How would you do it if the labels aren’t known?
When the true labels are not known, evaluating the performance of a k-means clustering algorithm becomes more challenging because you don't have ground truth information to compare the clusters to. In this case, you can use a variety of internal evaluation metrics that assess the quality and consistency of the clustering results without relying on external labels. Here are some common internal evaluation metrics for k-means clustering:
Inertia (Within-Cluster Sum of Squares):
- Inertia measures the total distance between data points and their cluster centroids. Lower inertia values indicate tighter and more compact clusters.
- Inertia can be accessed using the
inertia_
attribute of scikit-learn's k-means model.
Silhouette Score:
- The silhouette score assesses the quality of clusters by measuring the average cohesion (similarity to other points in the same cluster) and separation (similarity to points in other clusters) for each data point.
- It ranges from -1 to 1, with higher values indicating better clustering. You can calculate it using scikit-learn's
silhouette_score
function.
Davies-Bouldin Index:
- The Davies-Bouldin index measures the average similarity between each cluster and its most similar cluster while considering the within-cluster dispersion. Lower values indicate better clustering.
- You can calculate the Davies-Bouldin index using scikit-learn's
davies_bouldin_score
function.
Calinski-Harabasz Index (Variance Ratio Criterion):
- This index evaluates the ratio of between-cluster variance to within-cluster variance. Higher values suggest better clustering.
- It can be computed using scikit-learn's
calinski_harabasz_score
function.
Gap Statistics:
- Gap statistics compare the performance of your clustering to that of a random clustering. It quantifies the gap between the observed within-cluster dispersion and the expected dispersion under randomness.

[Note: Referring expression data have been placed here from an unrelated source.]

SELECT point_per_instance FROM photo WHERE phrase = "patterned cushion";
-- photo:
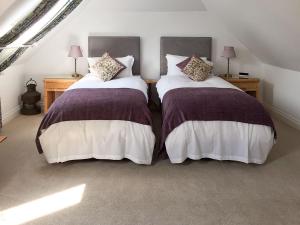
(195, 68)
(107, 67)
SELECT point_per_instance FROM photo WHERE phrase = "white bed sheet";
(100, 139)
(220, 140)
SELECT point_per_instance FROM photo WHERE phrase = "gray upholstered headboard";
(185, 46)
(116, 47)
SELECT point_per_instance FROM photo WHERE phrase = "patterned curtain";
(30, 20)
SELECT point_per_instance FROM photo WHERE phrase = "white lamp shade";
(75, 51)
(228, 52)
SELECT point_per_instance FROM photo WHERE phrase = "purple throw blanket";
(210, 104)
(97, 104)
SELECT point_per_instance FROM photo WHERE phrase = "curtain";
(23, 25)
(37, 14)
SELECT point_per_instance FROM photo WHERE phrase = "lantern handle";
(31, 80)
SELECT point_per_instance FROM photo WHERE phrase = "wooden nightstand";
(250, 85)
(55, 86)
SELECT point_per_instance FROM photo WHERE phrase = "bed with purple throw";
(213, 119)
(101, 119)
(210, 118)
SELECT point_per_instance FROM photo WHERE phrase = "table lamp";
(228, 53)
(75, 52)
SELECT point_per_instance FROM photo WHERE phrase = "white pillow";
(173, 60)
(126, 61)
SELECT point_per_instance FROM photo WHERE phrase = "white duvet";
(221, 140)
(100, 139)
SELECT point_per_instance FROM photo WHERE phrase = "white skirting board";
(283, 116)
(11, 114)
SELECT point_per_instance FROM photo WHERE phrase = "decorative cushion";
(107, 67)
(195, 68)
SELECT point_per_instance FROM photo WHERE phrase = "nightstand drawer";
(53, 87)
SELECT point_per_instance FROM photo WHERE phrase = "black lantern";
(30, 98)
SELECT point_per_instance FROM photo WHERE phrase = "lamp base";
(76, 75)
(2, 138)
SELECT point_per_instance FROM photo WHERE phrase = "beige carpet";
(121, 193)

- You can implement gap statistics using custom code or libraries like scikit-learn's
cluster.KMeans
combined with the gap-statistic
library.
Dunn Index:
- The Dunn index is the ratio of the minimum inter-cluster distance to the maximum intra-cluster distance. Higher values indicate better clustering.

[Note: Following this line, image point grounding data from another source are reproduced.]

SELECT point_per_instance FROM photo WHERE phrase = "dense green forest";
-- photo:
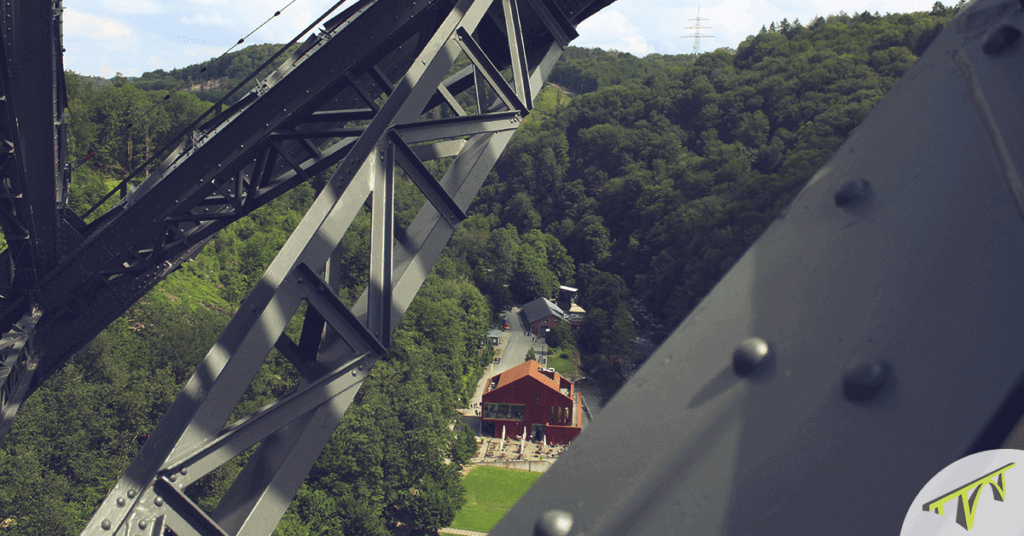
(638, 180)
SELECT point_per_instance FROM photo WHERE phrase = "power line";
(696, 36)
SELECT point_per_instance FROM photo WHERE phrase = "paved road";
(512, 347)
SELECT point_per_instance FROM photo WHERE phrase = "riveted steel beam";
(193, 435)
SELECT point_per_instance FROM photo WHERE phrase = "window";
(504, 411)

- You can compute the Dunn index by finding the distances between clusters and within clusters and taking the minimum inter-cluster distance divided by the maximum intra-cluster distance.
Hopkins Statistic:
- The Hopkins statistic measures the clustering tendency of the data. It quantifies the likelihood that the data has meaningful clusters.
- The Hopkins statistic can be calculated using custom code or libraries that provide this metric.

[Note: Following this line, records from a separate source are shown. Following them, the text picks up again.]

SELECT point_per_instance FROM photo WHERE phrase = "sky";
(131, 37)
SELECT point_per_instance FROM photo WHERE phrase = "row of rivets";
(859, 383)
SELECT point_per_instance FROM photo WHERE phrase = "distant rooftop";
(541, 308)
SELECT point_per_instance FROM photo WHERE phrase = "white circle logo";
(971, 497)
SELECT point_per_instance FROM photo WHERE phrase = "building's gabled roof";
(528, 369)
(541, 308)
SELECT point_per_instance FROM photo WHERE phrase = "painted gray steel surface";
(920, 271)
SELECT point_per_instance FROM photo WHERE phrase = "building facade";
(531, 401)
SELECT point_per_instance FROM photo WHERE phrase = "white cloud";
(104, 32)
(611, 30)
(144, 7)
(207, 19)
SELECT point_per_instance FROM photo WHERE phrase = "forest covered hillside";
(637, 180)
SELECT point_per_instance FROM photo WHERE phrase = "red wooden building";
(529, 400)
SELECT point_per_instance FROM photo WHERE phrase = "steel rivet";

When evaluating k-means clustering without ground truth labels, it's often a good practice to use a combination of these internal metrics to assess the clustering quality from different angles. However, keep in mind that these metrics can have limitations, and the choice of the most appropriate metric may depend on the characteristics of your data and the specific goals of your analysis. Visualizations, such as cluster plots and dimensionality reduction techniques like PCA or t-SNE, can also provide insights into the quality of the clustering results.